If we truly are, as individuals, a "house with four rooms," then if there is scarcity in one room, it impacts the others. Traditional Chinese Medicine is built on the concept of Ying and Yang; that ailments are the result of an imbalance; an underproduction in one area of our lives results in an overproduction in another area. So finding time in our lives to "air every room out," to visit each room, each day, is the first step on the journey of creating the wellness we all crave.
We are designed for movement and built for survival. Understanding and including our bodies into our mental health protocol is essential to overall wellness. The dichotomization of our bodies into physical and mental health has allowed us to move away from recognizing the interconnectedness of our physical selves and our emotional well-being. As animals with a core survival instinct, recognizing that we are built for trauma recovery in each system of our body, allows us to have hope for healing.

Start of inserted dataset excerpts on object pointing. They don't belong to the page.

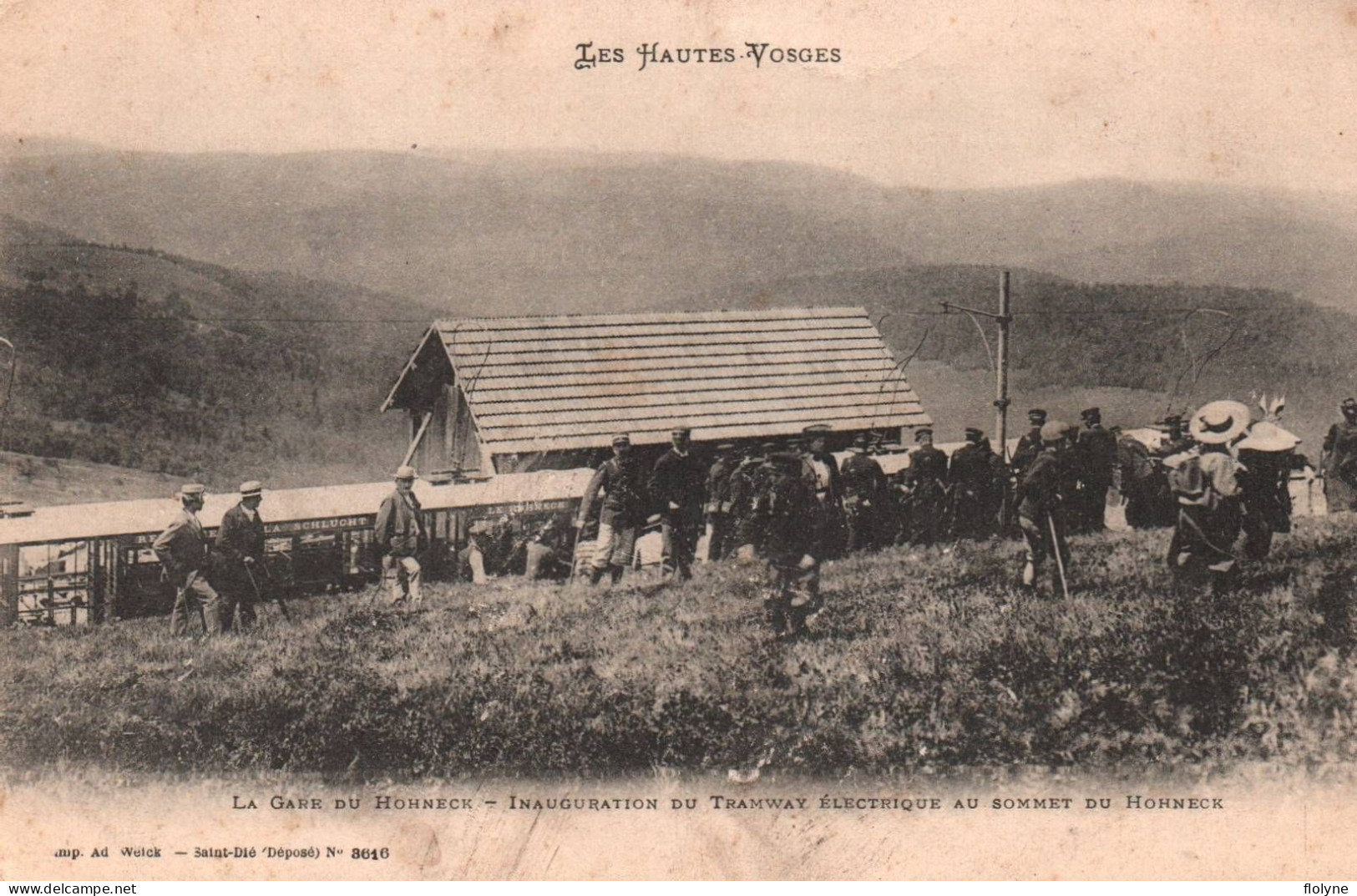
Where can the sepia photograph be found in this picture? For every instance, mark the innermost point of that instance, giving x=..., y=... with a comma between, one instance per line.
x=677, y=440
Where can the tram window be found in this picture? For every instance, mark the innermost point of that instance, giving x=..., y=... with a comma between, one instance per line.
x=61, y=558
x=33, y=561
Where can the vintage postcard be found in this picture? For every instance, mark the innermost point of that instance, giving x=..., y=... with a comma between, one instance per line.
x=677, y=440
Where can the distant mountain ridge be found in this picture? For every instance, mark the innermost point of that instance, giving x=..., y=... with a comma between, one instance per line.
x=519, y=232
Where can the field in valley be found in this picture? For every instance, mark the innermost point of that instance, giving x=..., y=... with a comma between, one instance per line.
x=923, y=661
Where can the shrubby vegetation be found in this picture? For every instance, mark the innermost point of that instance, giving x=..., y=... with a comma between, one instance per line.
x=924, y=661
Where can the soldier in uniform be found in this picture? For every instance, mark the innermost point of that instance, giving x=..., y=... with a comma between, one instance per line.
x=623, y=482
x=970, y=479
x=1096, y=459
x=1339, y=460
x=866, y=497
x=1137, y=481
x=1029, y=446
x=926, y=482
x=399, y=535
x=182, y=550
x=718, y=501
x=677, y=483
x=745, y=483
x=786, y=509
x=1176, y=438
x=1041, y=508
x=821, y=473
x=241, y=554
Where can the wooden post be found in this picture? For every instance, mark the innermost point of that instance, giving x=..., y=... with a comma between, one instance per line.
x=1002, y=364
x=1002, y=388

We are designed to experience a full spectrum of emotions. Without labeling "good" or "bad," we embrace the feelings, and understand they serve a purpose. There are times that our feelings are appropriate for the situation. And other times, they are out of balance and we work to shift to a more productive emotion. We work to decrease avoidance behaviors of emotions and look to strengthen our ability to address these emotions with either acceptance or change.
Our cognitive response to experiences is built on previous experiences, beliefs and perception. When we are mindful of our thoughts and thought patterns, we can see how we've created more suffering and how we can free ourselves. Recognizing that many of our cognitive distortions are based in self-protection and beliefs mislabeled as Truths, we gently challenge those thoughts to create a new perspective.
Understanding that we are connected to the universe, and are part of something much larger than ourselves supports us in putting our experiences in perspective. The universality of spirituality extends across creed and culture. At the same time, spirituality is very much personal and unique to each of us. While this is different than religion, for some, they overlap. Spirituality allows us to connect to ourselves and others. It involves the ways in which people fulfill what they hold to be the purpose of their lives, a search for the meaning of life and a sense of connectedness to the universe.